Ese hábito, usual en muchos países, acaba de ser prohibido en Suiza. Las autoridades de ese país indicaron que desde marzo de este año, nadie puede volver a usar ese método. Lo correcto, dicen, es aturdir mediante una descarga eléctrica al animal antes de sacrificarlo.

"Los crustáceos vivos, incluida la langosta, no podrán ser transportados sobre hielo o agua helada.
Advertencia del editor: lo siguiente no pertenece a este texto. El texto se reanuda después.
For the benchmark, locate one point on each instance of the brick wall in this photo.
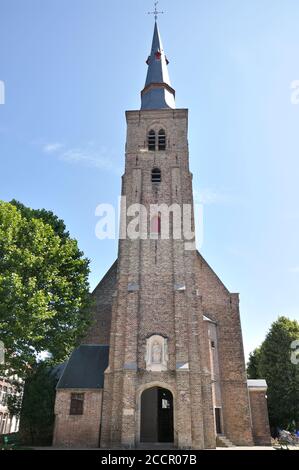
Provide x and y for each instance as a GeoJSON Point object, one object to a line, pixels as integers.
{"type": "Point", "coordinates": [259, 416]}
{"type": "Point", "coordinates": [78, 431]}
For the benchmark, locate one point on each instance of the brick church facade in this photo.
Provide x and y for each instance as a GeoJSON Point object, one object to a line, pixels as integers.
{"type": "Point", "coordinates": [163, 361]}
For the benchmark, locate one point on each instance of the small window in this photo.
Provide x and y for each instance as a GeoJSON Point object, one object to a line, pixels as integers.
{"type": "Point", "coordinates": [162, 139]}
{"type": "Point", "coordinates": [77, 400]}
{"type": "Point", "coordinates": [156, 175]}
{"type": "Point", "coordinates": [151, 140]}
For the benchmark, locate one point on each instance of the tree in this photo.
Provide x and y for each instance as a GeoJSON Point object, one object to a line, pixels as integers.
{"type": "Point", "coordinates": [37, 413]}
{"type": "Point", "coordinates": [253, 364]}
{"type": "Point", "coordinates": [273, 363]}
{"type": "Point", "coordinates": [44, 291]}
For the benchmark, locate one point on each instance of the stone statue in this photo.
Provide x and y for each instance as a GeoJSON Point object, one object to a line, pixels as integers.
{"type": "Point", "coordinates": [156, 353]}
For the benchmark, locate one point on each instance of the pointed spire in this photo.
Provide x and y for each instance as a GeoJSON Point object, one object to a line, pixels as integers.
{"type": "Point", "coordinates": [157, 93]}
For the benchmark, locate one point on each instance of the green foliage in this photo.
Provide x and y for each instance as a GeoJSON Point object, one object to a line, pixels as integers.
{"type": "Point", "coordinates": [253, 363]}
{"type": "Point", "coordinates": [37, 415]}
{"type": "Point", "coordinates": [273, 363]}
{"type": "Point", "coordinates": [44, 292]}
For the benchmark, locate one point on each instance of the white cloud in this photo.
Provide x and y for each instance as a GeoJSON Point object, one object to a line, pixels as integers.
{"type": "Point", "coordinates": [52, 147]}
{"type": "Point", "coordinates": [294, 270]}
{"type": "Point", "coordinates": [88, 156]}
{"type": "Point", "coordinates": [209, 196]}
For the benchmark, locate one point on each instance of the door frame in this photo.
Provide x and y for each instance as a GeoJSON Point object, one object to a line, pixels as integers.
{"type": "Point", "coordinates": [138, 408]}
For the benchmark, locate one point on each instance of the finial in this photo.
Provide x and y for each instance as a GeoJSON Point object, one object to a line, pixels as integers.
{"type": "Point", "coordinates": [156, 12]}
Las especies acuáticas deberán mantenerse en su entorno natural”, explica la nueva regulación que busca evitar el dolor innecesario de estas especies.

Una medida similar había tomado Italia en junio de 2017. El Tribunal de Primera Instancia de Florencia prohibió que los restaurantes conservaran a esos crustáceos en hielo antes de ser cocinados, pues supone maltrato animal.

"Cocinar langostas vivas es una práctica social habitual, pero mantenerlas en condiciones que les causen dolor en los momentos previos no puede ser aceptado", había advertido el tribunal que, además, multó con 5 mil euros a un restaurante que no había adoptado la medida.

En el caso de Suiza, ninguna de las dos opciones serán aceptadas de ahora en adelante. Ya a principios del año pasado había adoptado otra iniciativa que le dio la vuelta al mundo: prohibir los dispositivos que automáticamente castigan a los perros por ladrar.